Systems and Software Development Department, Kuwait Institute for Scientific Research, Safat 13109, Kuwait.
出版信息
Bioinformatics. 2022 Sep 2;38(17):4088-4099. doi: 10.1093/bioinformatics/btac519.
MOTIVATION
Existing computational models can predict single- and double-mutant fitness but they do have limitations. First, they are often tested via evaluation metrics that are inappropriate for imbalanced datasets. Second, all of them only predict a binary outcome (viable or not, and negatively interacting or not). Third, most are uninterpretable black box machine learning models.
RESULTS
Budding yeast datasets were used to develop high-performance Multinomial Regression (MN) models capable of predicting the impact of single, double and triple genetic disruptions on viability. These models are interpretable and give realistic non-binary predictions and can predict negative genetic interactions (GIs) in triple-gene knockouts. They are based on a limited set of gene features and their predictions are influenced by the probability of target gene participating in molecular complexes or pathways. Furthermore, the MN models have utility in other organisms such as fission yeast, fruit flies and humans, with the single gene fitness MN model being able to distinguish essential genes necessary for cell-autonomous viability from those required for multicellular survival. Finally, our models exceed the performance of previous models, without sacrificing interpretability.

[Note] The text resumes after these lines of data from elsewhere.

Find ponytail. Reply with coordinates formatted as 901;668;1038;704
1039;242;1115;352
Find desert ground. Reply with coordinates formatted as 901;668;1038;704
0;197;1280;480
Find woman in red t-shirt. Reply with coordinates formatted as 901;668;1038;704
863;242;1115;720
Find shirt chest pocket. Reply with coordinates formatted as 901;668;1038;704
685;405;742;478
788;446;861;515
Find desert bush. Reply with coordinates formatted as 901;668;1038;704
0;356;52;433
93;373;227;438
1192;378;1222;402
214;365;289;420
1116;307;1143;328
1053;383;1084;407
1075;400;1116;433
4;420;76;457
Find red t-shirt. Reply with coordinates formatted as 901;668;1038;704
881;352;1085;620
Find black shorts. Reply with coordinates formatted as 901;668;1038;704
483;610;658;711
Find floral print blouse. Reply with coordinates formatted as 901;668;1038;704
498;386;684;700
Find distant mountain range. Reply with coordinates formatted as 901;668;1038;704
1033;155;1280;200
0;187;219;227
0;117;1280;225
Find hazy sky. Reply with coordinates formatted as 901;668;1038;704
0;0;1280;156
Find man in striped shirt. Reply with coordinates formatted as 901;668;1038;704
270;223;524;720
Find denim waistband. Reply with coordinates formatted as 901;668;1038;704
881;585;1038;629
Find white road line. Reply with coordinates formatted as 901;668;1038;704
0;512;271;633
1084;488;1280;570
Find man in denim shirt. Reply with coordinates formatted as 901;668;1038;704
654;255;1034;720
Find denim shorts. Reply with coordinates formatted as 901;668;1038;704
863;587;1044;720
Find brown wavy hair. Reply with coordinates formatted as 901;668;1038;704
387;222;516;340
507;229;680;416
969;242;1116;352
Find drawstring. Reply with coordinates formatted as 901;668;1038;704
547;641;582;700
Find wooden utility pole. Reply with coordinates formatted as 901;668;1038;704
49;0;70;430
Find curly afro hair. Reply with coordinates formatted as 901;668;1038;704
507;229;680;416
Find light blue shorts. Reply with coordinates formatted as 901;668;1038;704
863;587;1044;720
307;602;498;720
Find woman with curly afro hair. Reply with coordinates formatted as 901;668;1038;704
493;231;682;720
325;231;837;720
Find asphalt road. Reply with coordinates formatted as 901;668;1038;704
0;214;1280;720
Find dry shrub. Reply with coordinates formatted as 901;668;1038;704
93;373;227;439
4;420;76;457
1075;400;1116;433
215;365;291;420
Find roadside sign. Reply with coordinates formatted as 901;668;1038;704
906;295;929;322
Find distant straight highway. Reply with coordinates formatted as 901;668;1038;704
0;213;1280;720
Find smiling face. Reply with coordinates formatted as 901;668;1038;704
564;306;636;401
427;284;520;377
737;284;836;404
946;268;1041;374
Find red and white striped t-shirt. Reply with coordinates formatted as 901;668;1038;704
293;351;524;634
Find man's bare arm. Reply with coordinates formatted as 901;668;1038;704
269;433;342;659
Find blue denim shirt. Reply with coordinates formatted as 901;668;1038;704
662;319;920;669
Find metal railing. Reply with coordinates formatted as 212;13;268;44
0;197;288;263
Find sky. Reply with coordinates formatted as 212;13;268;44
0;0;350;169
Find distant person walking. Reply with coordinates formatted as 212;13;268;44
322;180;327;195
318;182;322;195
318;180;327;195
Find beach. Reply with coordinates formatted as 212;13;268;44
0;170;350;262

AVAILABILITY AND IMPLEMENTATION
All code and processed datasets used to generate results and figures in this manuscript are available at our Github repository at https://github.com/KISRDevelopment/cell_viability_paper. The repository also contains a link to the GI prediction website that lets users search for GIs using the MN models.
SUPPLEMENTARY INFORMATION
Supplementary data are available at Bioinformatics online.
动机
现有的计算模型可以预测单突变体和双突变体的适应度,但它们确实存在一些局限性。首先,它们通常通过不适合不平衡数据集的评估指标进行测试。其次,它们都只能预测二进制结果(可行或不可行,以及是否存在负相互作用)。第三,大多数都是不可解释的黑盒机器学习模型。
结果
我们使用酿酒酵母数据集开发了高性能多项回归(MN)模型,能够预测单、双和三基因突变对生存能力的影响。这些模型是可解释的,给出了现实的非二进制预测,并可以预测三基因敲除中的负遗传相互作用(GI)。它们基于一组有限的基因特征,其预测受到目标基因参与分子复合物或途径的概率的影响。此外,MN 模型在其他生物体中也具有实用性,例如裂殖酵母、果蝇和人类,单基因适应度 MN 模型能够区分对细胞自主生存至关重要的基因与对多细胞生存所必需的基因。最后,我们的模型在不牺牲可解释性的情况下,超过了以前模型的性能。
可用性和实施
本研究手稿中生成结果和图的所有代码和处理数据集都可在我们的 Github 存储库中获得,网址为 https://github.com/KISRDevelopment/cell_viability_paper。该存储库还包含一个 GI 预测网站的链接,用户可以使用 MN 模型搜索 GI。
补充信息
补充数据可在生物信息学在线获得。